The question for private investors is whether they should be increasing their exposure to oil stocks or trimming their portfolios on the back of the good run they have enjoyed this year.
One factor to consider is risk profile. Increasingly, the growth prospects of the oil majors will depend on them extracting more oil from more politically risky and inhospitable parts of the world.
BP now derives a substantial part of its production from Russia after agreeing a joint venture with TNK last year. So far its purchase looks very shrewdly timed. But it won't look so clever if President Putin's increasingly authoritarian regime decides to come down hard on other oil groups apart from Yukos or if Russian taxation or regulation changes arbitrarily. Shell faces its own risks in Nigeria, as strikes in that country showed this week. There is also yield to consider.

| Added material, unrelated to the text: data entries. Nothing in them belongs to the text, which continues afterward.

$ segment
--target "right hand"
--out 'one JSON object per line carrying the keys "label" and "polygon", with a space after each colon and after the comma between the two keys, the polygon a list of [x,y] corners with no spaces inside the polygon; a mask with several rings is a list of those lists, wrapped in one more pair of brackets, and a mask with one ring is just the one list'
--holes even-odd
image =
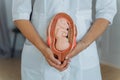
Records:
{"label": "right hand", "polygon": [[43,53],[50,66],[56,68],[59,71],[64,71],[65,69],[68,68],[70,60],[65,60],[61,64],[61,62],[54,57],[54,54],[50,48],[46,48]]}

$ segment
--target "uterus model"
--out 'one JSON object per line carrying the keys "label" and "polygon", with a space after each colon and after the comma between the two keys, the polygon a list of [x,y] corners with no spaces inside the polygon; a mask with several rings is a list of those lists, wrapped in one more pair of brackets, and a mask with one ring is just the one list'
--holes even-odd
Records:
{"label": "uterus model", "polygon": [[58,13],[53,17],[47,30],[47,44],[59,61],[63,62],[76,46],[76,36],[76,26],[68,14]]}

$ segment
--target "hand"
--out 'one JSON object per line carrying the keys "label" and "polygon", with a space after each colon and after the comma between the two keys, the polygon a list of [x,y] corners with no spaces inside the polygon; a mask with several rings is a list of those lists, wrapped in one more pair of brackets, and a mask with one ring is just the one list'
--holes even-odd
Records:
{"label": "hand", "polygon": [[84,42],[79,42],[76,47],[66,56],[66,59],[71,59],[72,57],[78,55],[87,45]]}
{"label": "hand", "polygon": [[50,48],[46,48],[43,53],[50,66],[56,68],[59,71],[64,71],[65,69],[68,68],[70,62],[69,59],[65,60],[61,64],[61,62],[54,57],[54,54],[52,53]]}

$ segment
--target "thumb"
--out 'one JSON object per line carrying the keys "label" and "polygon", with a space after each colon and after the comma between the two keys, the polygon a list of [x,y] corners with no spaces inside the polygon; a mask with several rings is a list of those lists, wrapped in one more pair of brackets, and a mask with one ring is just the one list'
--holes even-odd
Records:
{"label": "thumb", "polygon": [[69,54],[65,57],[65,59],[71,59],[73,56],[74,56],[74,53],[69,53]]}

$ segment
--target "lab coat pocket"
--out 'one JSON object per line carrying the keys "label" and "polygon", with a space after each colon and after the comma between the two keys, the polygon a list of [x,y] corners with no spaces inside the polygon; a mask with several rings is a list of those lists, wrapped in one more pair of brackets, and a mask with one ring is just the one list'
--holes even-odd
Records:
{"label": "lab coat pocket", "polygon": [[76,27],[77,27],[77,41],[80,40],[87,32],[86,23],[84,17],[76,17]]}
{"label": "lab coat pocket", "polygon": [[36,63],[43,62],[44,60],[42,53],[33,44],[25,42],[22,51],[22,66],[29,68],[41,67],[40,64]]}

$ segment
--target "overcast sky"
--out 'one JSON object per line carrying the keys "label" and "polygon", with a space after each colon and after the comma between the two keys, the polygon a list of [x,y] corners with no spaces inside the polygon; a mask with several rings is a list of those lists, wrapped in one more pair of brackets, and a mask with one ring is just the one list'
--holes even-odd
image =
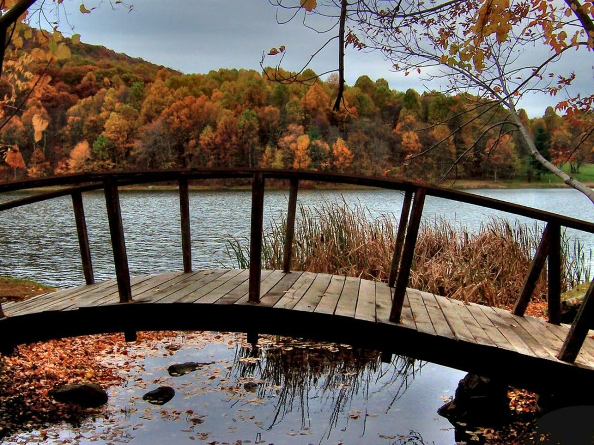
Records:
{"label": "overcast sky", "polygon": [[[85,2],[87,8],[94,5]],[[328,38],[305,28],[301,20],[283,25],[276,22],[277,8],[267,0],[142,0],[134,2],[133,9],[112,9],[109,2],[91,14],[78,11],[78,0],[65,2],[67,17],[83,42],[100,44],[118,52],[140,57],[182,72],[206,73],[220,68],[260,70],[263,51],[285,45],[283,66],[297,71]],[[62,12],[62,14],[64,12]],[[62,25],[65,30],[67,26]],[[332,42],[312,62],[310,67],[321,73],[337,66],[337,43]],[[588,55],[589,56],[589,55]],[[279,56],[277,56],[277,58]],[[593,61],[594,61],[594,58]],[[594,64],[589,59],[576,63]],[[267,65],[276,63],[268,57]],[[366,74],[372,80],[383,77],[390,88],[405,91],[414,88],[419,93],[428,87],[411,74],[390,69],[391,63],[378,52],[364,53],[349,47],[346,51],[346,82],[353,85]],[[590,82],[592,79],[589,80]],[[532,116],[541,116],[546,106],[557,100],[542,94],[527,96],[522,105]]]}

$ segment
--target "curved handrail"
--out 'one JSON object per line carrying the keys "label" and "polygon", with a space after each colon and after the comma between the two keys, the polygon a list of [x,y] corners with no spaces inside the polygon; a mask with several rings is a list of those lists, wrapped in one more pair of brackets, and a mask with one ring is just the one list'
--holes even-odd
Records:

BP has been buying back its own shares aggressively and is set to continue doing so. Mr McPhail forecasts that the company's cash return yield (the impact of share buy-backs and dividends together) will be 6.3 per cent this year and 6.1 per cent next year. In other words, better than the best paying cash deposit account on the High Street.
It's a different picture at Shell, where he estimates the cash return yield will fall to 4.0 per cent next year from 5.3 per cent in 2004. There is a great deal of uncertainty about whether Shell will continue to buy back its shares: the whole thrust of its recent strategic presentation was that it was going to increase capital spending to achieve higher production levels after 2009.
In any case, investors should take some comfort from the following: the fact that oil shares have not over-reacted when the oil price is surging upwards should mean that they do not plummet when prices fall back again.